Het bevoegd gezag kan bij een omgevingsvergunning afwijken van het bepaalde in:
a. 7.5 juncto lid 7.1:
voor het toestaan van bedrijven die niet zijn genoemd in categorie 1 tot en met 2 of bedrijven die zijn genoemd in categorie 3.1 van de Staat van bedrijven, maar die naar aard en effecten op het woon- en leefklimaat van aangrenzende woongebieden wat betreft geur, stof, geluid en gevaar met de in categorie 1 tot en met 2 genoemde bedrijven kunnen worden gelijkgesteld.
Artikel 8 Gemengd - 3
8.1 Bestemmingsomschrijving
De voor 'Gemengd - 3' aangewezen gronden zijn bestemd voor:
a. wonen, met dien verstande dat:
- het aantal (dienst)woningen per bouwperceel niet meer mag bedragen dan het bestaande aantal;
b. kantoren;
c. dienstverlenende bedrijven;
d. verenigingsleven, cultuur, recreatie, gezondheidszorg, bejaardenzorg of zorg en opvang voor andere doelgroepen en andere openbare en bijzondere voorzieningen en dienstverlening, alsook ondergeschikte horeca;
e. horeca, horecacategorie 1;
f. casino’s en amusementshallen;
g. evenementen;
h. verkeer en verblijfsvoorzieningen;
i. openbare nutsvoorzieningen;
j. groenvoorzieningen;
k. speelvoorzieningen;
l. water;
met dien verstande dat de gronden ter plaatse van de aanduiding ‘parkeerterrein' hoofdzakelijk zijn bestemd voor een parkeerterrein voor nabijgelegen functies.
8.2 Bouwregels
a. Voor het bouwen van gebouwen en overkappingen, met uitzondering van gebouwen en overkappingen voor openbare nutsvoorzieningen en verkeer en verblijf, gelden de volgende regels:
1. de gebouwen en overkappingen dienen binnen het bouwvlak te worden gebouwd;
2. ter plaatse van de aanduidingen ‘minimum bouwhoogte, maximum bouwhoogte’ en 'maximum goothoogte', 'maximum bouwhoogte', bedragen de bouw- en/of goothoogten niet minder en/of meer dan de ter plaatse aangegeven minimum en/of maximum hoogten dan wel niet meer of minder dan de hoogten van het bestaande gebouw indien deze meer of minder bedragent;
3. ter plaatse van de aanduiding ‘maximum bebouwingspercentage’ bedraagt het bebouwingspercentage niet meer dan het ter plaatse aangeven maximum.
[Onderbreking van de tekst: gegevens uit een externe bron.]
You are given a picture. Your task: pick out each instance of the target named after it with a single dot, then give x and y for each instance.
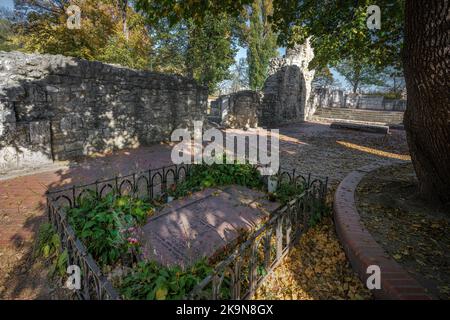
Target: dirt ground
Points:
(409, 229)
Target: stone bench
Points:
(360, 127)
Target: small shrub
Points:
(215, 175)
(287, 191)
(102, 223)
(151, 281)
(49, 248)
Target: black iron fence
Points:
(236, 277)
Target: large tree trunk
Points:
(427, 117)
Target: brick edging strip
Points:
(362, 250)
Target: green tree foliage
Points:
(359, 74)
(176, 11)
(260, 40)
(101, 36)
(203, 51)
(211, 50)
(339, 30)
(6, 33)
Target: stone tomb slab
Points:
(189, 229)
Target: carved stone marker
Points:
(199, 226)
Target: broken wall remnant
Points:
(57, 107)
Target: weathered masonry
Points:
(58, 108)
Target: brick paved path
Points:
(309, 147)
(22, 209)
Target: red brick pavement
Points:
(22, 200)
(362, 250)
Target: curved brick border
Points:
(362, 249)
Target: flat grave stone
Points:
(189, 229)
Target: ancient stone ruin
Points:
(57, 108)
(239, 110)
(284, 98)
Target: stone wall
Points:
(238, 110)
(55, 107)
(287, 90)
(326, 98)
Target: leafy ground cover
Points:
(410, 230)
(316, 268)
(109, 229)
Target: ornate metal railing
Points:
(149, 184)
(240, 275)
(241, 271)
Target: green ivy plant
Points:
(152, 281)
(102, 224)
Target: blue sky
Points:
(242, 53)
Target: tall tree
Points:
(427, 118)
(211, 50)
(261, 41)
(100, 37)
(339, 31)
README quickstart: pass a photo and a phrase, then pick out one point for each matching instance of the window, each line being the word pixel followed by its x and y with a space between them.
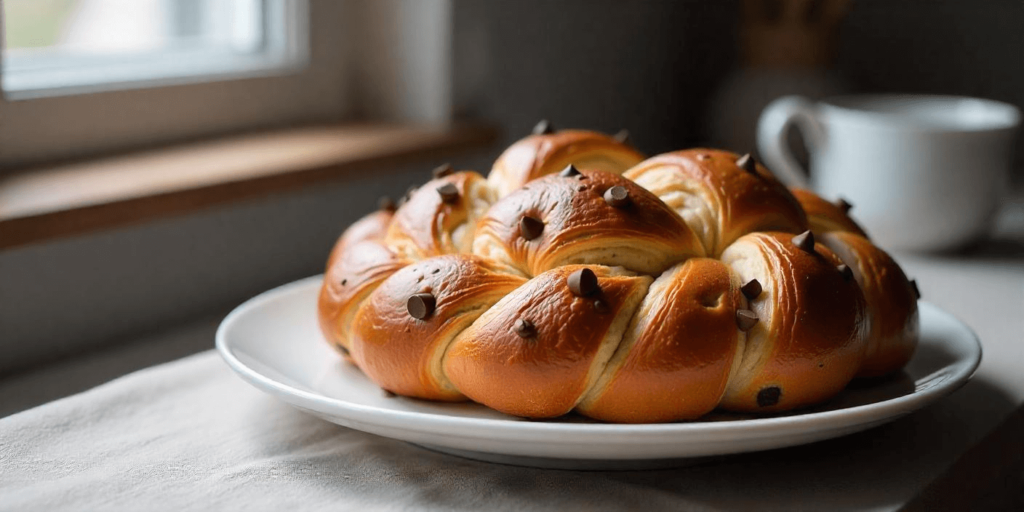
pixel 73 46
pixel 83 78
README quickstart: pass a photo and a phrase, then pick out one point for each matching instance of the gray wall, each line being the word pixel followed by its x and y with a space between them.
pixel 649 67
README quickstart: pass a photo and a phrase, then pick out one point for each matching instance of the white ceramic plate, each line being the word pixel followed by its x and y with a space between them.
pixel 273 342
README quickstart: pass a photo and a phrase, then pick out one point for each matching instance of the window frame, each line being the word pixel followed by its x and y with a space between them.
pixel 47 128
pixel 282 51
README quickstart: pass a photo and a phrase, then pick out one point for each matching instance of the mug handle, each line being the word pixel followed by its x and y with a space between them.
pixel 773 143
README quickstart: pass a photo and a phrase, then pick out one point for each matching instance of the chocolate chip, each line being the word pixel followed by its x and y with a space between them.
pixel 530 227
pixel 805 241
pixel 583 283
pixel 844 205
pixel 449 194
pixel 745 320
pixel 442 170
pixel 846 271
pixel 769 396
pixel 409 195
pixel 524 329
pixel 543 128
pixel 385 204
pixel 748 164
pixel 752 289
pixel 421 305
pixel 569 171
pixel 617 197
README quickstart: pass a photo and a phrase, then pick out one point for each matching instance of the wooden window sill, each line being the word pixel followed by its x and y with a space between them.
pixel 44 204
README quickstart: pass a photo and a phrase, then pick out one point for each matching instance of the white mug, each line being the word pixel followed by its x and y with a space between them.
pixel 923 172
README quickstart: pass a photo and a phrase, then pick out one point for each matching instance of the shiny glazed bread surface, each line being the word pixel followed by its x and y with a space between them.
pixel 548 288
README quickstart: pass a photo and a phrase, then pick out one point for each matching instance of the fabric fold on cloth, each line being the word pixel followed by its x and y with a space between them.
pixel 190 435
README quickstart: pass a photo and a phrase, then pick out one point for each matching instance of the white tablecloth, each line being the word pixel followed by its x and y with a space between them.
pixel 190 435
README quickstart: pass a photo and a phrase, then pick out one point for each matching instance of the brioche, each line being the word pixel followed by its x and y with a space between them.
pixel 578 276
pixel 892 302
pixel 548 152
pixel 572 218
pixel 721 196
pixel 823 216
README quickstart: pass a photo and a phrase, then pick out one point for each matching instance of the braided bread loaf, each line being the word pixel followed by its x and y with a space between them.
pixel 579 276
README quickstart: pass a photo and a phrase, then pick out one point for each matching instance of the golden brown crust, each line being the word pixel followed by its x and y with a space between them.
pixel 824 216
pixel 539 156
pixel 427 225
pixel 892 304
pixel 810 338
pixel 371 226
pixel 679 350
pixel 544 375
pixel 353 274
pixel 402 353
pixel 434 300
pixel 717 198
pixel 581 226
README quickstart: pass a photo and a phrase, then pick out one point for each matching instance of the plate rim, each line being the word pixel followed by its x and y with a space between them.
pixel 370 415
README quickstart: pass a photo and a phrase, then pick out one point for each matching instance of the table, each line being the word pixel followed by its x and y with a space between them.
pixel 192 435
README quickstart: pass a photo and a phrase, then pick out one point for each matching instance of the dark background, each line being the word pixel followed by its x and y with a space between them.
pixel 653 67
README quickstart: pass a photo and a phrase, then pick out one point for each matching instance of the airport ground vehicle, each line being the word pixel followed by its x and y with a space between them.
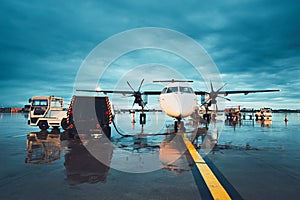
pixel 46 111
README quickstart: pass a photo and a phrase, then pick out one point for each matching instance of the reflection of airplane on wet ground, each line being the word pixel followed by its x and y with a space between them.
pixel 43 147
pixel 177 99
pixel 81 166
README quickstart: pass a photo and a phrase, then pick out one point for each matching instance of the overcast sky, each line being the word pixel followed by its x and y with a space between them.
pixel 255 44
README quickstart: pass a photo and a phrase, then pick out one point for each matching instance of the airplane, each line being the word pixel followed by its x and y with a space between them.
pixel 177 99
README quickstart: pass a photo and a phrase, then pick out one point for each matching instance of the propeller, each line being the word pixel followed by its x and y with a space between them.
pixel 213 96
pixel 137 95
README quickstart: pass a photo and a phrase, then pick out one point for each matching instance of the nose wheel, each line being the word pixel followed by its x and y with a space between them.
pixel 178 125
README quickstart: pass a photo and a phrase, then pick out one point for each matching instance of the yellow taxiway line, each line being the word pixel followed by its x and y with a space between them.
pixel 216 189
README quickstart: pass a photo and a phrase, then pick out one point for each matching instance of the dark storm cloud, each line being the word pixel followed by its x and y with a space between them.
pixel 255 44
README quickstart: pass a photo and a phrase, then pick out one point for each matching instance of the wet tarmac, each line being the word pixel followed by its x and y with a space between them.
pixel 257 162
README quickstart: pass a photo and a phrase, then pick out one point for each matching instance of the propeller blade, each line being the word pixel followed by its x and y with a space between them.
pixel 221 87
pixel 141 85
pixel 211 87
pixel 130 86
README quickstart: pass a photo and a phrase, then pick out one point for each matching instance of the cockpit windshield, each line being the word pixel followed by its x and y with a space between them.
pixel 186 89
pixel 175 89
pixel 172 89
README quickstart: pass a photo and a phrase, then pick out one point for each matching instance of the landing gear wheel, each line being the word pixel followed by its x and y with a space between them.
pixel 43 125
pixel 175 126
pixel 142 118
pixel 64 124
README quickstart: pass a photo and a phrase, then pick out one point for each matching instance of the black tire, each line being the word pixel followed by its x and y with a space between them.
pixel 64 124
pixel 43 125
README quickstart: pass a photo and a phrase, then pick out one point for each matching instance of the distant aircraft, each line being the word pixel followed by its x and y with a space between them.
pixel 177 99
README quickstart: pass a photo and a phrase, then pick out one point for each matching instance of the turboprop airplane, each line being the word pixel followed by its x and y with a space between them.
pixel 177 99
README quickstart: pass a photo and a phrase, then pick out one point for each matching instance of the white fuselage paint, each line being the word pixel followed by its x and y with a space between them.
pixel 178 100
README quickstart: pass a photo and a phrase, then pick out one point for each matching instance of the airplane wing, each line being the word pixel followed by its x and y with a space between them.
pixel 122 92
pixel 245 92
pixel 107 91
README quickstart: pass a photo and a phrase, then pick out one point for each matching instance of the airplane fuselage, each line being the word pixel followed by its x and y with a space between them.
pixel 178 100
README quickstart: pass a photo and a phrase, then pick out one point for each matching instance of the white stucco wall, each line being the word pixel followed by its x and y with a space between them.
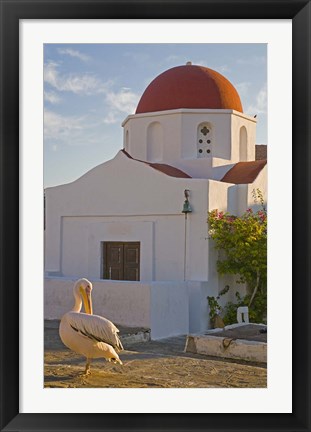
pixel 179 139
pixel 112 203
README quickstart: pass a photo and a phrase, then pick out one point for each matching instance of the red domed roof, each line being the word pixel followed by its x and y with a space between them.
pixel 189 86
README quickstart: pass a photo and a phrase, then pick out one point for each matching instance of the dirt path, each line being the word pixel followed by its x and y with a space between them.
pixel 155 364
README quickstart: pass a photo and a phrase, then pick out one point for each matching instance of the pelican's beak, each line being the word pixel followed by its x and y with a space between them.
pixel 87 300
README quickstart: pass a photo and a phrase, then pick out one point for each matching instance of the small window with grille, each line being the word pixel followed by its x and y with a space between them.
pixel 204 140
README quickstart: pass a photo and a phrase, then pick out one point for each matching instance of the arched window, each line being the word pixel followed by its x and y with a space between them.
pixel 204 140
pixel 154 142
pixel 243 144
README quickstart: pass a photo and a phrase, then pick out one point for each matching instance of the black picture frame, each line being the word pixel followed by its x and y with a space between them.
pixel 14 10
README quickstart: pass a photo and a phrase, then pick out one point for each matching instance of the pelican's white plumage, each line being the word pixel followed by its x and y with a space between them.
pixel 90 335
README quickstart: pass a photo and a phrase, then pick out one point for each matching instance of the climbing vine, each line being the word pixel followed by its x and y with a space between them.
pixel 242 245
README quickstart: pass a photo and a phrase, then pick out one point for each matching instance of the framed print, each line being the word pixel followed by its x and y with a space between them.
pixel 37 37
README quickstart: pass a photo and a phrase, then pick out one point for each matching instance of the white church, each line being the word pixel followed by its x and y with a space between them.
pixel 136 226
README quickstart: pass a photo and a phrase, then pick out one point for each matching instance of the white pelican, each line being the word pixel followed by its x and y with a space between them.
pixel 90 335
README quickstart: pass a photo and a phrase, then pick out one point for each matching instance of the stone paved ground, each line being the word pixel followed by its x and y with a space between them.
pixel 153 364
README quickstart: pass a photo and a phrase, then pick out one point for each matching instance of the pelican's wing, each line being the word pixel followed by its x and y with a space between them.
pixel 95 327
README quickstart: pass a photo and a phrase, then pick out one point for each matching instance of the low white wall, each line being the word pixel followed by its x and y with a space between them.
pixel 169 309
pixel 161 306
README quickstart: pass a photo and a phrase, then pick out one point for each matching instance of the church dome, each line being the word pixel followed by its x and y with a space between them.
pixel 189 86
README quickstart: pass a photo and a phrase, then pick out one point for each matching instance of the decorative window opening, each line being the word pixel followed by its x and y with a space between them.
pixel 243 144
pixel 154 142
pixel 204 140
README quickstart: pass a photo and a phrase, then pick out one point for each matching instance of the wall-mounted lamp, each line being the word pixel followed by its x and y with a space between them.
pixel 186 208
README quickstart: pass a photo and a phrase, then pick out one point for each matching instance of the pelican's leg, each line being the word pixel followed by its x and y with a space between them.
pixel 87 367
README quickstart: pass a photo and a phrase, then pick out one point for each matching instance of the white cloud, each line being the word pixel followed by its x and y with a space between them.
pixel 252 60
pixel 52 97
pixel 243 88
pixel 124 101
pixel 78 84
pixel 74 53
pixel 111 118
pixel 58 127
pixel 260 105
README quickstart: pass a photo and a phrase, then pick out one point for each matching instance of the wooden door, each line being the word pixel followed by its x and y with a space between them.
pixel 121 261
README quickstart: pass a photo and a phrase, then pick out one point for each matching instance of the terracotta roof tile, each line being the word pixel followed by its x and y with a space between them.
pixel 261 151
pixel 244 172
pixel 164 168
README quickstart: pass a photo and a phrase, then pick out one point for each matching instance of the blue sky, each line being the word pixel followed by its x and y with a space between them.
pixel 89 89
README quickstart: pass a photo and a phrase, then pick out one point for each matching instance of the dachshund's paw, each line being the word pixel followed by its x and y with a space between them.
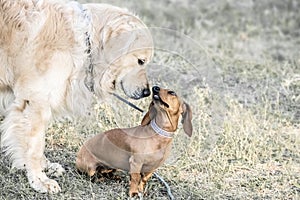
pixel 55 169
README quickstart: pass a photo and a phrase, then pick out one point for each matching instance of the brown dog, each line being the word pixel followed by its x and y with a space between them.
pixel 142 149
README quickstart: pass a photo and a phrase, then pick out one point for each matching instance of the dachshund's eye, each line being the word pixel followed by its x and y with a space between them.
pixel 172 93
pixel 141 61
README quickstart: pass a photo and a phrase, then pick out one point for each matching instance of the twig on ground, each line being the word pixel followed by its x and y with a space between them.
pixel 166 185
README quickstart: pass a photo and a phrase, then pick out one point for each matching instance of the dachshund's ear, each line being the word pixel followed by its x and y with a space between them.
pixel 149 115
pixel 187 119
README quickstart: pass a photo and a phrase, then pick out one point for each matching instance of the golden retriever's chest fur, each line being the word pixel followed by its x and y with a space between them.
pixel 42 46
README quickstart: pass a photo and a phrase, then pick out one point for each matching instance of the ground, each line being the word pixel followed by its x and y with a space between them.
pixel 237 64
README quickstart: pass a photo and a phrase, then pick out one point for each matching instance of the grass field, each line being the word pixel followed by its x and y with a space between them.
pixel 237 63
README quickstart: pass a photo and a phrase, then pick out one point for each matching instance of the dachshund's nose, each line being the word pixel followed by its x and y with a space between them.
pixel 155 89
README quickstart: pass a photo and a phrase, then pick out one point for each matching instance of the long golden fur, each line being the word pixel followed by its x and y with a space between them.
pixel 54 56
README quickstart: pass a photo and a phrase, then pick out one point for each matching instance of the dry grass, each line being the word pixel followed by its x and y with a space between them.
pixel 241 75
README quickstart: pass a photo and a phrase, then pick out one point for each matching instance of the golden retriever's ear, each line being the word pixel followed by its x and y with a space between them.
pixel 149 115
pixel 187 119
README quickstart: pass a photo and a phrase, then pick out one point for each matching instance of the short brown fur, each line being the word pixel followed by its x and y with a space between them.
pixel 139 150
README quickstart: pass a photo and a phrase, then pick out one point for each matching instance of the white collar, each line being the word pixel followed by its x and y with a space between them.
pixel 160 131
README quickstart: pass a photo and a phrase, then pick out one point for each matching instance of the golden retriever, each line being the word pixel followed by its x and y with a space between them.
pixel 54 56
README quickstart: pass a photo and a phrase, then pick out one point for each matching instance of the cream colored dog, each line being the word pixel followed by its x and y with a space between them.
pixel 54 56
pixel 142 149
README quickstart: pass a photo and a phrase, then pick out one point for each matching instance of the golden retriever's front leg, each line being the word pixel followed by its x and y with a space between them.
pixel 24 140
pixel 135 176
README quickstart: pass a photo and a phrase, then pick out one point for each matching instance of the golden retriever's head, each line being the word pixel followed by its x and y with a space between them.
pixel 127 48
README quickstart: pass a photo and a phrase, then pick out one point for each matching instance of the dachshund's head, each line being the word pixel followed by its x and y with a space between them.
pixel 170 107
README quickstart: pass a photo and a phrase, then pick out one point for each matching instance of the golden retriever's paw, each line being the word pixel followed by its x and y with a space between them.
pixel 43 184
pixel 55 169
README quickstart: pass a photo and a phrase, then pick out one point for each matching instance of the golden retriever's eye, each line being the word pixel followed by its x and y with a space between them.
pixel 172 93
pixel 141 61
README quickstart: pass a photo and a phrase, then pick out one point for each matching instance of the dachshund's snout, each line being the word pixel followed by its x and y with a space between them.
pixel 155 89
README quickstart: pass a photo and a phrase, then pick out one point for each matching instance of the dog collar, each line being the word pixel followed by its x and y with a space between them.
pixel 160 131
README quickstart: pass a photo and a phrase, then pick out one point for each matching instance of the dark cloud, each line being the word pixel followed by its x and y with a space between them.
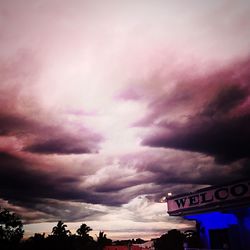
pixel 227 140
pixel 59 146
pixel 220 126
pixel 22 184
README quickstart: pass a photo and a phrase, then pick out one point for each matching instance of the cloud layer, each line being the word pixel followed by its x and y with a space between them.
pixel 106 107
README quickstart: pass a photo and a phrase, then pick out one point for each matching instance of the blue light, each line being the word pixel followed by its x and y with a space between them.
pixel 214 219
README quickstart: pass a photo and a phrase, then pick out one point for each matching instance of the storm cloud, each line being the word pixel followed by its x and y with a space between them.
pixel 106 107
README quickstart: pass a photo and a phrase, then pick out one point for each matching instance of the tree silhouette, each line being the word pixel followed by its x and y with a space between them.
pixel 11 227
pixel 60 230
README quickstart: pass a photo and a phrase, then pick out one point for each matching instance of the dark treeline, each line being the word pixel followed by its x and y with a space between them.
pixel 11 234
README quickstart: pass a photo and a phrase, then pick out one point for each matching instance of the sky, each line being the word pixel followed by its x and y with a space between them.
pixel 107 106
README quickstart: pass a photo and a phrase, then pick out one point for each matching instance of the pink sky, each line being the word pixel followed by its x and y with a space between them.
pixel 106 106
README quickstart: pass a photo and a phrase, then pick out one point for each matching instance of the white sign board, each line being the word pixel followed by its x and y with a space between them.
pixel 210 198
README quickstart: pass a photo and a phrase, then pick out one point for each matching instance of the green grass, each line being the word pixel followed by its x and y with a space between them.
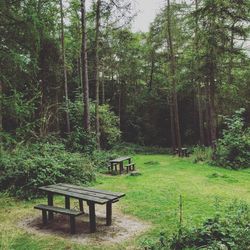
pixel 152 197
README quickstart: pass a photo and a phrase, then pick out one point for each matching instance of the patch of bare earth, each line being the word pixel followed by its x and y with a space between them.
pixel 123 227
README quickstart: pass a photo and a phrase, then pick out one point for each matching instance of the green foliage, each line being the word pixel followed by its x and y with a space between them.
pixel 233 149
pixel 227 230
pixel 101 158
pixel 79 140
pixel 109 127
pixel 201 154
pixel 129 148
pixel 28 167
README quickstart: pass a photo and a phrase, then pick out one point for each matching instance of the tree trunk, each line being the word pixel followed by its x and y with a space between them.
pixel 172 123
pixel 86 115
pixel 200 112
pixel 199 96
pixel 64 70
pixel 96 73
pixel 173 79
pixel 230 65
pixel 151 71
pixel 1 112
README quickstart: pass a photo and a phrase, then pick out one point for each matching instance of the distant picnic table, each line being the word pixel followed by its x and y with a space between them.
pixel 117 165
pixel 90 195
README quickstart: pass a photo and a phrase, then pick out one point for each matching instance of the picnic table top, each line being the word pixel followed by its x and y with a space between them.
pixel 120 159
pixel 83 193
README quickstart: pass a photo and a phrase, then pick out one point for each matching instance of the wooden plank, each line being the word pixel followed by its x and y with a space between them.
pixel 74 195
pixel 92 217
pixel 50 203
pixel 116 194
pixel 58 210
pixel 84 192
pixel 120 159
pixel 109 213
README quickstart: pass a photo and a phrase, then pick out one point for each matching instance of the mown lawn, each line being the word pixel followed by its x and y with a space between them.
pixel 152 197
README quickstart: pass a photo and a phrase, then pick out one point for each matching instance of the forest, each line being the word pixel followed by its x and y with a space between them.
pixel 79 88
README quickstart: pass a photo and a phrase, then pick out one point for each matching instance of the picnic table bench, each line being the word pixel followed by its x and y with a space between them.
pixel 119 162
pixel 182 152
pixel 90 195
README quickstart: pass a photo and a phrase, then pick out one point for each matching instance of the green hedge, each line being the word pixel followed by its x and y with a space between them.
pixel 28 167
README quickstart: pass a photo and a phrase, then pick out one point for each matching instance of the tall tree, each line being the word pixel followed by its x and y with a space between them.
pixel 96 72
pixel 86 113
pixel 64 68
pixel 174 100
pixel 197 80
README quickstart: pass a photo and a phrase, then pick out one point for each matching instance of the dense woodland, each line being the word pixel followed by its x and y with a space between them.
pixel 78 88
pixel 66 70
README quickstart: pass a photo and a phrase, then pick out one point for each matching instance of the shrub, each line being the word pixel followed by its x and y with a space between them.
pixel 109 127
pixel 101 158
pixel 81 141
pixel 129 148
pixel 233 149
pixel 202 154
pixel 28 167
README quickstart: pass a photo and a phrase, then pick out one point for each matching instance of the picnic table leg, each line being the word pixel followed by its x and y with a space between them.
pixel 50 203
pixel 67 202
pixel 72 224
pixel 81 205
pixel 121 167
pixel 45 218
pixel 109 213
pixel 92 217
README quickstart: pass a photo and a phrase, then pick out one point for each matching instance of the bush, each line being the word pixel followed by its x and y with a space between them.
pixel 28 167
pixel 79 140
pixel 201 154
pixel 101 158
pixel 233 149
pixel 227 230
pixel 129 148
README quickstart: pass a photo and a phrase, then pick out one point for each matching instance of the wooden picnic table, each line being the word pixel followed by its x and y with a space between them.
pixel 120 162
pixel 90 195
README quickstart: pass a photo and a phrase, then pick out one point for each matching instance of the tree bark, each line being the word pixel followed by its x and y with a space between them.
pixel 96 73
pixel 1 112
pixel 173 78
pixel 86 114
pixel 231 62
pixel 64 70
pixel 172 124
pixel 151 71
pixel 199 95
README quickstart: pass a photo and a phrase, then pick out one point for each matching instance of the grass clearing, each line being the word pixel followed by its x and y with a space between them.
pixel 152 197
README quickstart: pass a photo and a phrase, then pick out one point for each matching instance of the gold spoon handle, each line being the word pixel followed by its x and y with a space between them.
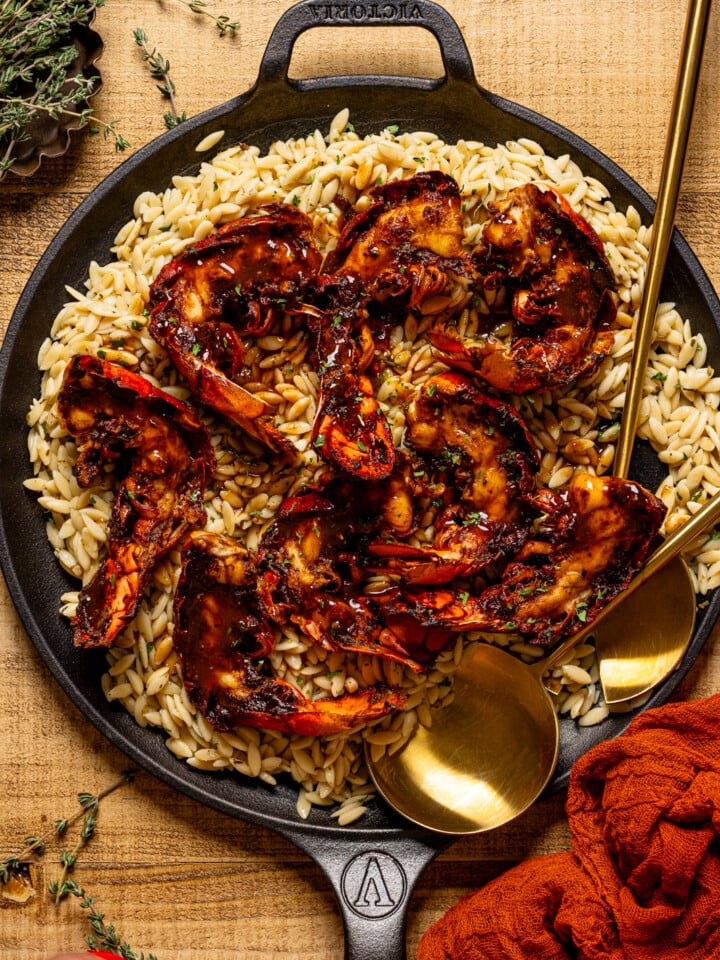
pixel 674 160
pixel 705 517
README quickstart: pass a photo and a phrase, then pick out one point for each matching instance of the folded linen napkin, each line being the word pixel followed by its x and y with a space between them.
pixel 642 881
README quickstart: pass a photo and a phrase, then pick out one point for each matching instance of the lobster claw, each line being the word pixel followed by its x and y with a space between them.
pixel 229 287
pixel 555 268
pixel 224 640
pixel 116 415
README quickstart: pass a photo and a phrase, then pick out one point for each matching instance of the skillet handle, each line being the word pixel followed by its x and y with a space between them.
pixel 370 13
pixel 373 882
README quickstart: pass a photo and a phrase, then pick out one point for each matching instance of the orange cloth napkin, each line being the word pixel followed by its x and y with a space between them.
pixel 643 879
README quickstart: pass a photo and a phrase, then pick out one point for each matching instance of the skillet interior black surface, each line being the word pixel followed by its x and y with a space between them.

b. Voor het bouwen van gebouwen en overkappingen voor openbare nutsvoorzieningen en verkeer en verblijf gelden de volgende regels:
1. de inhoud bedraagt per gebouwtje niet meer dan 30 m³;
2. de bouwhoogte bedraagt niet meer dan 3 m.
c. Voor het bouwen van bouwwerken, geen gebouwen en geen overkappingen zijnde, gelden de volgende regels:
1. de bouwhoogte van erf- terreinafscheidingen voor de voorgevelrooilijn bedraagt ten hoogste 1 m en daarachter ten hoogste 2 m, met dien verstande dat de bouwhoogte op zijerven die grenzen aan een openbaar toegankelijk gebied op een afstand van 1 m of minder uit de perceelgrens ten hoogste 1 m bedraagt;
2. de bouwhoogte van overige bouwwerken, geen gebouwen zijnde, bedraagt niet meer dan 5 m.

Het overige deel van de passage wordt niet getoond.